How to Design a Better D&I Survey

During the past couple of months, many diversity practitioners have had the pleasure of attending a diversity and inclusion conference, award ceremony or other event. Following the return to the office, many are pumped and ready to implement the best practices and techniques learned during those events.

Coincidentally, we are also entering the survey phase of the year, and many are preparing to roll out a diversity and inclusion assessment or include items into an existing employee survey in the near future.

Before launching the next survey, take into account the following guidelines to yield actionable data from your assessment efforts:

Shorter is better: When assessing attitudes, behaviors and beliefs on diversity and inclusion, I advise our clients to focus on areas of priority connected to existing models, missions and strategies. Resist the temptation to measure everything and assess only areas that you intend to change. Including long lists of survey items simply for the sake of curiosity will breed contempt and apathy on the part of the respondents. In response, they will often adopt broad-brush strategies for answering the questions, which include strategies such as acquiescence or choosing neither agree or disagree for the majority of the items.
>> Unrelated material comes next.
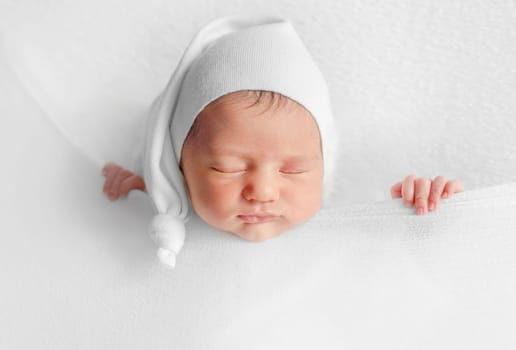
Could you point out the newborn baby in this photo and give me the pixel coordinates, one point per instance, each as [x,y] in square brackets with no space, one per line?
[243,133]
Context rules: Another common mistake when assessing diversity and inclusion in a self-report survey is including items that force employees to make inaccurate judgments. The self-report rating scale items noted below demonstrate this point. While these are topics of concern to many organizations, imagine how difficult it would be for employees to come up with accurate answers, since most are far removed from areas related to business operations and human resources:

• “Hiring in this organization occurs without any bias.”

• “Policies, practices and procedures are applied consistently to all employees regardless of their age, citizenship, ethnicity, gender, marital status, national origin, race, religion and sexual orientation.”
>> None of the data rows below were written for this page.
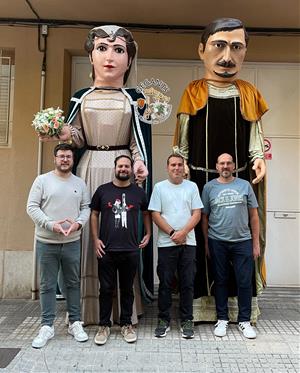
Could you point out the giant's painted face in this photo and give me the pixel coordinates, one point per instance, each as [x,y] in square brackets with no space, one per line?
[223,55]
[110,61]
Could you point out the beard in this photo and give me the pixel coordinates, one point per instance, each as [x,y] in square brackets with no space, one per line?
[64,168]
[122,176]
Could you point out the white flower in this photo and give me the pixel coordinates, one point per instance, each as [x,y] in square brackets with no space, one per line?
[49,122]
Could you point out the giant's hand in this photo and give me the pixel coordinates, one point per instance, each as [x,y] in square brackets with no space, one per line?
[64,135]
[259,167]
[140,171]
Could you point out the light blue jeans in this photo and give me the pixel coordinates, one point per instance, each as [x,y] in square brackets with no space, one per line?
[51,257]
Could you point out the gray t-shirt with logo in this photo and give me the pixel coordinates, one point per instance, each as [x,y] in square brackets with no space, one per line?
[175,202]
[227,205]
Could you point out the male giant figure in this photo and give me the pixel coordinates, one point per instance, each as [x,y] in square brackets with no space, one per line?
[221,114]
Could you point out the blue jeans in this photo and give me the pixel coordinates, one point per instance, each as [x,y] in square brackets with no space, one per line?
[240,256]
[51,257]
[183,259]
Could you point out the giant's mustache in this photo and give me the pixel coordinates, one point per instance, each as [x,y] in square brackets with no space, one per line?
[223,63]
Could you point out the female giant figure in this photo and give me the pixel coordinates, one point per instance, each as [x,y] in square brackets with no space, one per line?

Instead, write the survey items in first or second person and offer a variety of rating scale methods like frequency, ranking, forced choice, checklist, strength of the attitude, confidence and importance:

• “How often during the past 12 months have you experienced any of the following behaviors?”

• “I would enjoy the opportunity to take on stretch assignments.”

Actionable items required: Survey items must be written in ways that generate actionable data. For example, one of our clients implemented a new leadership model and subsequently needed to refresh its employee survey items. In collaboration with the client, we generated survey items aligned with the model and written as concrete as possible in a way to provide actionable recommendations.

Communicate parameters: The final guideline refers to setting a time frame and placing instructions within each survey item. Sometimes employees either cannot remember the relevant information or were not employed long enough to answer the survey items accurately. To ensure a respondent’s recollection of events and keep attention focused on the present, identify a specific time period at the beginning of every question, such as “Over the past month, have you …?” or “Over the past 12 months, how would you rate …?”

Many employees overlook reading the instructions or may forget them by the time they need to apply them. Employees are more apt to follow instructions if they are included in each question.

Implementing these suggestions will yield the right survey data to aid you in taking actions aimed at improving the right bottom line outcomes.